Kıyıya çıktığımda memleketin manzara-i umumisi şöyleydi: Saray’ın kocaman bir uçak filosu var. Ama Türk Hava Kurumu’nun yangın söndürme uçaklarının motorlarına kuşların TOKİ’si yuva yapmış. Kendi kendime “manda yuva yapmış söğüt dalına, gördün mü, yavrusunu sinek kapmış gördün mü, amanin yandım, tiridine, tiridine bandım” diye bir türkü tutturdum. Böyle türküyle uygun adım yürüye yürüye te Manavgat ormanlarının kıyısına varmışım. Bir çam ağacının gölgesinde nefeslendim. Derken kafama çam ağacından bir kozalak düşmez mi? Canımın acısından “yaktım ulan seni” diyerek poşetten kibrit kutusunu ve gazete kağıdını hışımla çıkarttım. Kağıdı tutuşturup bana kozalak fırlatan çam ağacının dibindeki güneşten kurumuş, çıraya dönmüş çalıların arasına attım. Atmamla birlikte çalılardan bir alev yükseldi, anlatması mümkün değil.

Bir koşu kıyıya vardım. İnanılmaz bir tesadüf. “Erdoğan Kürtlere değil PKK’ye karşı savaşıyor” diyen Mesrur Barzanı’nın kayınçosunu güneş altında kızarmış vaziyette görmeyeyim mi? Ayağımla böğrüne dürttüm. “Yanıyorsun” diye bağırdım. “Ne sandın, yanmak için buralara gelmişim” diye cevap verdi. İçimden güldüm. Gülmemle birlikte plajın on metre ötesinde kızılca kıyamet koptu. Alevler soyunma kabinlerini tutuşturdu. Dangalağın biri “Kürtler ormanı yaktı” diye bağırınca gözler Kürt olduğu her halinden belli Mesrur’un kayınçosuna çevrildi. Önce birkaç kişi, sonra on, derken yüz kişi ağır adımlarla kayınçoya yanaşmaya başladı. “Şehitler ölmez ormanlar yanmaz” diye slogan atıyorlar. Bu güruh Kayınçonun etrafını sararken ben oradan hızla voltamı aldım. Kendimi Ege’nin serin sularına bıraktım.

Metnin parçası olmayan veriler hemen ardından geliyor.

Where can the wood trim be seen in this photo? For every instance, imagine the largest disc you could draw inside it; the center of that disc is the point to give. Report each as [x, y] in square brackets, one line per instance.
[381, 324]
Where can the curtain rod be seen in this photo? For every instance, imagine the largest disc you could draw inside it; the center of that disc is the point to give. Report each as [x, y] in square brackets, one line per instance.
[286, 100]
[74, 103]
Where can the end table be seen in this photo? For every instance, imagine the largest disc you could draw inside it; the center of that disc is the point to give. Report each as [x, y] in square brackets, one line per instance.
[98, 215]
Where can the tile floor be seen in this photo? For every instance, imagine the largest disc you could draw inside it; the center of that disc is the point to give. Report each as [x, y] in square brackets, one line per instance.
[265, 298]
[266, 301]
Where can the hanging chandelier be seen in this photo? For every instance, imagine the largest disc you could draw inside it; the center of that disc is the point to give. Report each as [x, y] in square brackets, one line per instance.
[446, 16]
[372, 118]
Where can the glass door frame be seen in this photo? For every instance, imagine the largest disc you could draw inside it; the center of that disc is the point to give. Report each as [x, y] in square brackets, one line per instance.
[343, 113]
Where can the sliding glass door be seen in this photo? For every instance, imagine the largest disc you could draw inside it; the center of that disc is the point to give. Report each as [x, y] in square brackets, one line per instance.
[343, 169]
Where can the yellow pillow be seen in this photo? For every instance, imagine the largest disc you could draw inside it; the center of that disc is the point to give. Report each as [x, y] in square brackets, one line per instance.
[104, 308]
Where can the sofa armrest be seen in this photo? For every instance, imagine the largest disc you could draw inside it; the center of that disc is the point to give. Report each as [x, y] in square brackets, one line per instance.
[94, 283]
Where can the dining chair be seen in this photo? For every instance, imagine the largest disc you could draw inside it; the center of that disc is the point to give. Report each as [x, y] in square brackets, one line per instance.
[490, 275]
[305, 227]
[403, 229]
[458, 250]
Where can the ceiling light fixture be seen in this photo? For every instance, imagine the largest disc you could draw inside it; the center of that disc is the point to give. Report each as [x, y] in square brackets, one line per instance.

Yani anlayacağınız Türk ormanlarını ben yaktım.

“İtirafım” bu kadar.

Gelelim Rejime…

Bre dinsiz imansızlar… Ormanların kendi kendine mi yoksa benim tarafımdan mı yakıldığının önemi yok. İster ben yakayım, ister bir cam parçasına yansıyan güneş ışını çalıları tutuştursun, senin yapman gereken yangın çıkar çıkmaz onu söndürmek üzere en az Erdoğan’ın uçakları kadar bir yangın söndürme uçak filosunu harekete geçirmek değil mi? Kandil’de gerillaya karşı kırk elli uçakla tonlarca bomba yağdırıp Kürdistan ormanlarını küle çeviriyorsun da, bir “emekli terörist” olarak benim yaktığım ormanı söndürmek için uçak bulamıyorsun ha?!.. Eşekler bile sizi arkalarını dönerek şeyiyle dinler. Ve aklı başında insanlar Erdoğan ve suç ortaklarının orman yangınlarını başladığı anda bilerek söndürmediğini, buradan Kürt halkına karşı bir soykırımcı saldırı planı yaptıklarını düşünür.

Hozat’ta orman yangınını halk söndürmek isterken, polis ve ordu nasıl onları önlüyor ve yangının tüm ormanı yakmasını bekliyorsa, Ege’de de böyle bir “bekleme” söz konusudur.

Şu anda iç savaş provokasyonuyla karşı karşıyayız. Türkleri Kürtlere karşı kışkırtıyorlar.

Ama şunu bilin: Orman yangınını söndürmek mümkündür, ama iç savaş yangınını, bir kere çıkarsa on yıllar boyu söndüremezsiniz. Kürt’ün devleti yok, sizin devletiniz yanar.